Monday, April 07, 2008

New Open Access Criterion: Support access by machines (m2m)

Related to my last posting (FREE THE ARTICLES! (full-text for researchers & scientists and their machines)) and in the light of Peter Murray-Rust's recent annoying discovery that he cannot text-mine Pubmed Central (Can I data- and Text-mine Pubmed Central?), I would like to suggest an additional criterion to the definition of Open Access:
Open Access must include access by machines:
  • At minimum one must allow crawls of the site/content or (to reduce the impact of badly configured crawlers) create a compressed XML file containing all metadata and either content, or direct links to content and make it available for download (and if bandwidth is still an issue put it on a P2P network like BitTorrent).
  • Preferable is to offer some kind of API (OTMI) or protocol (OAI-PMH) to get at content and metadata and citations.
  • Better is to offer access to the XML of the articles in addition to the PDF and/or HTML; if the XML actually has some semantic content, then we are approaching the optimum.
The end goal is to support and encourage text mining and analysis of the full-text (preferably semantically rich XML), metadata and citations to allow literature-based exploration and discovery in support of the scientific research process.

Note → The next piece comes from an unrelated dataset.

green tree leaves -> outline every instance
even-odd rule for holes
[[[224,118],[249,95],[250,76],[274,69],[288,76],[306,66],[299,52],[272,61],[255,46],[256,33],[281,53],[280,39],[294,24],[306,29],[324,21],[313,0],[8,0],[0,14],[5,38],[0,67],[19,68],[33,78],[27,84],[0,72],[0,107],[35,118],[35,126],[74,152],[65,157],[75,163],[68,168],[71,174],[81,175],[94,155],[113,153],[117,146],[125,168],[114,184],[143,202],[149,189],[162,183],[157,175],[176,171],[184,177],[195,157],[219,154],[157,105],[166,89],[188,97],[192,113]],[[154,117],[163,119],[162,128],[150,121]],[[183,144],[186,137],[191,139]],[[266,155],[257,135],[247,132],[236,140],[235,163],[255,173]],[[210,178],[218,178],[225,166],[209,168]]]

Thanks to Peter Suber's Open Access News for the pointer to Peter Murray-Rust's difficulties.


PA said...

I agree that machine-reading is a fundamental necessity to leverage the maximum capabilities of Open Access. At the moment, however, I hate to say that I think we need to win the first battle of simply getting more literature published under any OA paradigm, then worry more about how to make these resources accessible by crawlers.

My reasoning is that it's a fairly simple thing to implement code, for instance at the level of PubMedCentral, that will output a readable XML file of any document, whereas the sort of mass conversion of the publishing "norms" to Open Access is a much more complicated procedure.

Stevan Harnad said...

Meet the Old OA Criterion Before Demanding More

I think it would be a big strategic mistake if today, when the cupboards are still 85% bare, we were to start insisting that deposits must all be Cordon Bleu ****.

OA just means free online access to the full-text of refereed journal articles. Please let's not risk getting less by needlessly insisting on more. The rest will come in due time, but what is urgently needed today, and what is still 85% overdue by more than 10 years today, is free online access. Let the Green OA mandates provide that, and the rest will all come naturally with the territory soon enough of its own accord.

But over-reach gratuitously now, and we will just delay the optimal and inevitable, already within our reach, still longer.

Ceterum Censeo: The BBB "definitions" (which were not brought down to us by Moses from On High, but puttered together by muddled mortals, including myself) are not etched in stone, and need some tweaking to get them right.

"Time to Update the BBB Definition of Open Access"

OA is free online access. With that comes, automatically, the individual capability of linking, reading, downloading, storing, printing off, and data-mining (locally).

The further "rights" for 3rd-party databases to data-mine and re-publish will come after universal Green OA mandates generate universal OA (free online access). But you'll never get universal Green OA mandates if you insist in advance that the 3rd-party re-use rights must be part of the mandate! (Notice that the Harvard mandate has an opt-out, which means it's not a mandate.)

"On Patience, and Letting (Human) Nature Take Its Course"

And as to demanding machine-readable XML from authors: 85% of authors cannot now be bothered to do even the few keystrokes it takes to get them to deposit the drafts they already have: Does this sound like a reasonable time to ask them to upgrade their drafts to Cordon Bleu XML?

Stevan Harnad
American Scientist Open Access Forum

Glen Newton said...


I have to agree with your points, but I still believe that we should plant the seeds with both the authors and the publishers about what is still needed. Perhaps we can call it something like OA-NG, where we could collect all of our "important-to-have but we'll put off to the near future" requirements. Having an open discussion about what is needed in the next generation of OA would both lay the groundwork for the core OA community as well as giving notice to the publishers et al. with respect to possible future demands on them. I am sure there are other communities besides the text mining community for which OA is a good thing but does not satisfy all of their interests.